Øvre Dividal National Park (Northern Sami: Dieváidvuovddi álbmotmeahcci; Norwegian: Øvre Dividal nasjonalpark) is a national park in Målselv Municipality in Troms county, Norway. The park was opened in 1971 and has an area of 750 square kilometres (290 sq mi). The original intention was to preserve a very little disturbed inland valley and mountain area. The hiking trail Nordkalottruta passes through the national park.[1]


The first element in the name Dividal is from the Northern Sami language word dievvá which means 'round and dry hill'. The last element is from the Norwegian language word dal which means 'dale' or 'valley'. The word øvre means 'upper' in Norwegian, thus 'the upper part of Dividal'.



Arctic rhododendron (Rhododendron lapponicum)

Pine forests at the lowest elevations give way to mountain birch higher up, and finally willow and dwarf birch on the open alpine tundra. Some grey alder (Alnus incana) grows along the Divi river. A total of 315 plant species have been recorded. Rhododendron (Rhododendron lapponicum) grows naturally in the area.

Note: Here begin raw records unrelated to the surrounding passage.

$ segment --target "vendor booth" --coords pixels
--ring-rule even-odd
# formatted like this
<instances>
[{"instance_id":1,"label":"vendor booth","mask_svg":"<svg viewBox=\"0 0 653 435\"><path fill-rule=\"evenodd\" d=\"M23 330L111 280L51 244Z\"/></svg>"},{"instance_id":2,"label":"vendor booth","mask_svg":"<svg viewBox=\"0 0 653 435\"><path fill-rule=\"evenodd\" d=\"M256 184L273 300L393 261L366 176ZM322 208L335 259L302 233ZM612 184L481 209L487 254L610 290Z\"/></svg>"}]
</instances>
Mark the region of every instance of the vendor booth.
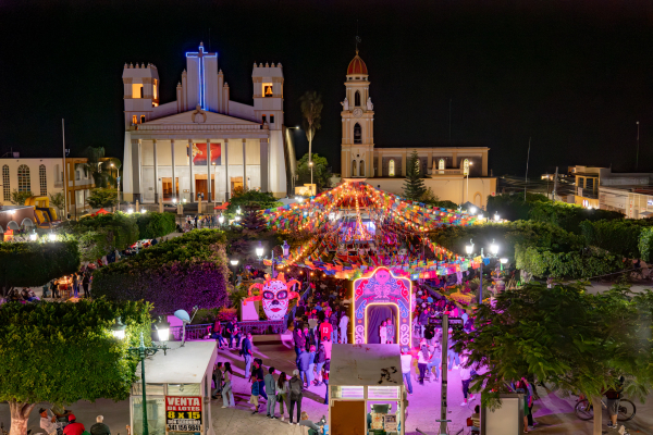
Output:
<instances>
[{"instance_id":1,"label":"vendor booth","mask_svg":"<svg viewBox=\"0 0 653 435\"><path fill-rule=\"evenodd\" d=\"M355 344L380 344L379 327L390 322L394 327L387 338L411 346L410 279L395 276L387 268L378 268L354 282Z\"/></svg>"},{"instance_id":2,"label":"vendor booth","mask_svg":"<svg viewBox=\"0 0 653 435\"><path fill-rule=\"evenodd\" d=\"M330 435L404 435L399 345L338 345L331 352Z\"/></svg>"},{"instance_id":3,"label":"vendor booth","mask_svg":"<svg viewBox=\"0 0 653 435\"><path fill-rule=\"evenodd\" d=\"M165 355L159 351L145 360L149 435L213 435L210 405L215 341L181 345L170 341ZM140 373L140 366L136 373ZM130 397L132 435L143 434L141 407L141 383L137 382Z\"/></svg>"}]
</instances>

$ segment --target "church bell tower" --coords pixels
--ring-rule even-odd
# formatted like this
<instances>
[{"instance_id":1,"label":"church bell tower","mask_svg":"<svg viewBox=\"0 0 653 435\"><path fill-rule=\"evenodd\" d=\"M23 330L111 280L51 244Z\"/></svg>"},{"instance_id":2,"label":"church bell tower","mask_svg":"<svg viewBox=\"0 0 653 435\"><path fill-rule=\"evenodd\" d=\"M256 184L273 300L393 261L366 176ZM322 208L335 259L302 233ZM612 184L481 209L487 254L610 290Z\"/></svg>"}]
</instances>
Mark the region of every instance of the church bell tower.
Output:
<instances>
[{"instance_id":1,"label":"church bell tower","mask_svg":"<svg viewBox=\"0 0 653 435\"><path fill-rule=\"evenodd\" d=\"M343 178L374 176L374 108L369 96L368 77L367 66L356 50L347 67L345 100L341 102Z\"/></svg>"}]
</instances>

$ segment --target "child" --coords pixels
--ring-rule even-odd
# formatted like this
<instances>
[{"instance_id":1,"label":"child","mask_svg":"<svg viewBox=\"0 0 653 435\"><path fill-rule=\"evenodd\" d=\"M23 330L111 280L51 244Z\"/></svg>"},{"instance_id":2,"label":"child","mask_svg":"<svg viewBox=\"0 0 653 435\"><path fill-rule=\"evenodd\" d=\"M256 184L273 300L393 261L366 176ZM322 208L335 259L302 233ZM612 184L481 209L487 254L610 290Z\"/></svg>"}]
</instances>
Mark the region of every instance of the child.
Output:
<instances>
[{"instance_id":1,"label":"child","mask_svg":"<svg viewBox=\"0 0 653 435\"><path fill-rule=\"evenodd\" d=\"M258 396L259 396L259 384L258 378L256 376L251 376L251 396L249 397L249 402L254 405L251 410L252 414L258 413Z\"/></svg>"},{"instance_id":2,"label":"child","mask_svg":"<svg viewBox=\"0 0 653 435\"><path fill-rule=\"evenodd\" d=\"M392 323L391 319L387 319L385 328L387 334L387 344L392 345L394 344L394 324Z\"/></svg>"}]
</instances>

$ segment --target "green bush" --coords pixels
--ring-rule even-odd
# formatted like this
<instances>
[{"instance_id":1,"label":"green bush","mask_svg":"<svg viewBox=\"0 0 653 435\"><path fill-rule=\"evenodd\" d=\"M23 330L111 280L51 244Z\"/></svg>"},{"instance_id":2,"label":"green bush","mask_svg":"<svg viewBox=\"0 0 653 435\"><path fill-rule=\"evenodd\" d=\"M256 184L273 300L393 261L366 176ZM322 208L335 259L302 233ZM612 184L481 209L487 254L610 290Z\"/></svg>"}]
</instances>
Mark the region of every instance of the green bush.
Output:
<instances>
[{"instance_id":1,"label":"green bush","mask_svg":"<svg viewBox=\"0 0 653 435\"><path fill-rule=\"evenodd\" d=\"M136 223L139 239L163 237L174 233L176 228L174 214L172 213L137 213Z\"/></svg>"},{"instance_id":2,"label":"green bush","mask_svg":"<svg viewBox=\"0 0 653 435\"><path fill-rule=\"evenodd\" d=\"M498 213L508 221L526 221L535 202L550 202L549 198L540 194L502 194L488 197L488 213L490 216Z\"/></svg>"},{"instance_id":3,"label":"green bush","mask_svg":"<svg viewBox=\"0 0 653 435\"><path fill-rule=\"evenodd\" d=\"M517 269L525 270L533 276L544 278L589 278L606 275L626 269L621 256L593 249L587 253L581 251L553 252L537 247L515 247Z\"/></svg>"},{"instance_id":4,"label":"green bush","mask_svg":"<svg viewBox=\"0 0 653 435\"><path fill-rule=\"evenodd\" d=\"M0 243L0 286L36 287L79 270L76 241Z\"/></svg>"},{"instance_id":5,"label":"green bush","mask_svg":"<svg viewBox=\"0 0 653 435\"><path fill-rule=\"evenodd\" d=\"M580 229L588 245L627 258L642 258L641 235L652 225L653 222L648 220L583 221Z\"/></svg>"},{"instance_id":6,"label":"green bush","mask_svg":"<svg viewBox=\"0 0 653 435\"><path fill-rule=\"evenodd\" d=\"M642 228L638 241L640 257L646 263L653 261L653 226Z\"/></svg>"},{"instance_id":7,"label":"green bush","mask_svg":"<svg viewBox=\"0 0 653 435\"><path fill-rule=\"evenodd\" d=\"M623 219L624 214L617 211L586 209L565 202L535 202L530 210L529 217L531 221L546 222L580 235L582 221L613 221Z\"/></svg>"}]
</instances>

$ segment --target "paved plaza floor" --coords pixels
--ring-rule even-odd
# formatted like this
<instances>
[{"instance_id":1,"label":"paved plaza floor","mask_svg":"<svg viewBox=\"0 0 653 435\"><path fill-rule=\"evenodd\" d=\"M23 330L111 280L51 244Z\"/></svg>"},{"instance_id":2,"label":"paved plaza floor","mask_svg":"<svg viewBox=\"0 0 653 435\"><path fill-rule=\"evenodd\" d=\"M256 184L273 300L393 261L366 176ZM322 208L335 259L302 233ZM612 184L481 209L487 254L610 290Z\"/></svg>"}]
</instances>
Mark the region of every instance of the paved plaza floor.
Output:
<instances>
[{"instance_id":1,"label":"paved plaza floor","mask_svg":"<svg viewBox=\"0 0 653 435\"><path fill-rule=\"evenodd\" d=\"M294 369L295 352L288 345L262 345L255 347L255 357L262 358L266 368L273 365L278 371L292 373ZM230 361L235 370L234 393L235 408L222 409L222 400L212 400L211 412L213 418L213 428L215 435L299 435L301 434L300 426L291 426L286 422L280 420L269 420L263 412L252 415L249 409L249 384L244 380L244 363L235 350L220 350L219 361ZM472 413L473 406L479 403L478 399L471 401L467 407L460 406L463 402L463 393L458 371L453 370L449 373L449 412L448 419L451 423L451 434L467 434L465 427L467 417ZM426 383L423 386L414 383L414 395L408 397L408 417L407 431L409 435L418 435L416 431L419 428L428 435L438 434L438 425L435 420L440 418L440 383ZM574 414L574 399L563 399L555 394L539 388L541 400L535 402L534 417L540 423L533 433L538 434L591 434L592 422L579 421ZM325 386L311 386L305 393L301 410L308 412L311 419L319 420L328 412L328 407L324 401ZM653 395L649 398L646 405L637 403L637 417L626 423L630 434L653 434ZM264 401L261 400L263 403ZM46 403L44 403L46 405ZM69 407L77 415L81 421L89 428L95 423L95 418L98 414L104 415L104 422L111 427L112 435L126 435L125 426L128 424L130 411L128 402L113 402L111 400L98 400L95 403L76 402ZM39 418L36 413L38 406L32 413L28 428L33 430L33 434L41 432L39 428ZM276 408L279 412L279 408ZM605 420L604 420L605 421ZM9 427L10 414L9 406L0 403L0 422L4 423L4 427ZM605 424L605 423L604 423ZM616 431L608 432L604 425L604 433L616 434Z\"/></svg>"}]
</instances>

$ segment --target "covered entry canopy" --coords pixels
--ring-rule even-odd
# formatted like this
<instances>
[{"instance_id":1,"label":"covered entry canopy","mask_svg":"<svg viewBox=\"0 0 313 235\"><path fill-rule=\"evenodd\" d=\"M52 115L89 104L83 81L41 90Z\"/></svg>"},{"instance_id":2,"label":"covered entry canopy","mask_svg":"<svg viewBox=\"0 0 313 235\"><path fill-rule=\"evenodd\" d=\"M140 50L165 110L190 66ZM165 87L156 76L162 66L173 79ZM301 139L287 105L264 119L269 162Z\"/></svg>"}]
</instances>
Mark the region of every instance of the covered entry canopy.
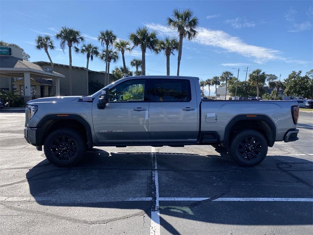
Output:
<instances>
[{"instance_id":1,"label":"covered entry canopy","mask_svg":"<svg viewBox=\"0 0 313 235\"><path fill-rule=\"evenodd\" d=\"M0 78L2 77L23 78L24 101L27 102L32 98L31 78L37 81L38 79L39 78L54 80L55 82L55 94L59 96L59 79L65 76L23 59L12 56L1 56L0 58Z\"/></svg>"}]
</instances>

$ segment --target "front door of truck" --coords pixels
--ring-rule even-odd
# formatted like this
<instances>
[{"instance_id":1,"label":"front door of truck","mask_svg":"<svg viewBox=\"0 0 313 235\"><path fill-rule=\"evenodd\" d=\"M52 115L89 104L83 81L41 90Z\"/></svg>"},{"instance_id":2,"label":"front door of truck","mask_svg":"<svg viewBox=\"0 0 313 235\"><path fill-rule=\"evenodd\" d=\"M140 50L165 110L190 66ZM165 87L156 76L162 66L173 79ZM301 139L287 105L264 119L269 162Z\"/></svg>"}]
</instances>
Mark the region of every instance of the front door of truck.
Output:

All large predators on the mainland are represented in the park (brown bear, wolf, wolverine, lynx), although wolf is rare and probably has no permanent presence. The wolverine is especially numerous in this area. Reindeer (Sami-owned) are common, as are moose, and the Arctic fox used to be living in the area.


Part of Øvre Dividal

At 228 m (748 ft) above sea level, Dividalen is the second-driest valley in Norway, with average annual precipitation only 282 millimetres (11.1 in). The monthly 24-hour averages for the same location varies from −9 °C (16 °F) in January to 13 °C (55 °F) in July with a mean annual of 0.8 °C (33.4 °F). There is no permafrost in the lower elevations of the park. At altitudes above 700 metres (2,300 ft), permafrost is common. The Øvre Dividal National Park starts at an elevation of about 300 m (980 ft) and reaches up to 1,600 m (5,200 ft). Together with areas in bordering Sweden, as well as almost undisturbed areas nearby in Norway, this park is part of a larger wilderness area.


The bedrock consists of conglomerate, sandstone and slate. Several rivers have carved ravines. A peculiarity is large rocks placed at unlikely locations. These were carried by the ice-age glaciers, and deposited randomly at the end of the ice age.


  1. ^ Store norske leksikon. "Øvre Dividal nasjonalpark" (in Norwegian). Retrieved 2010-04-09.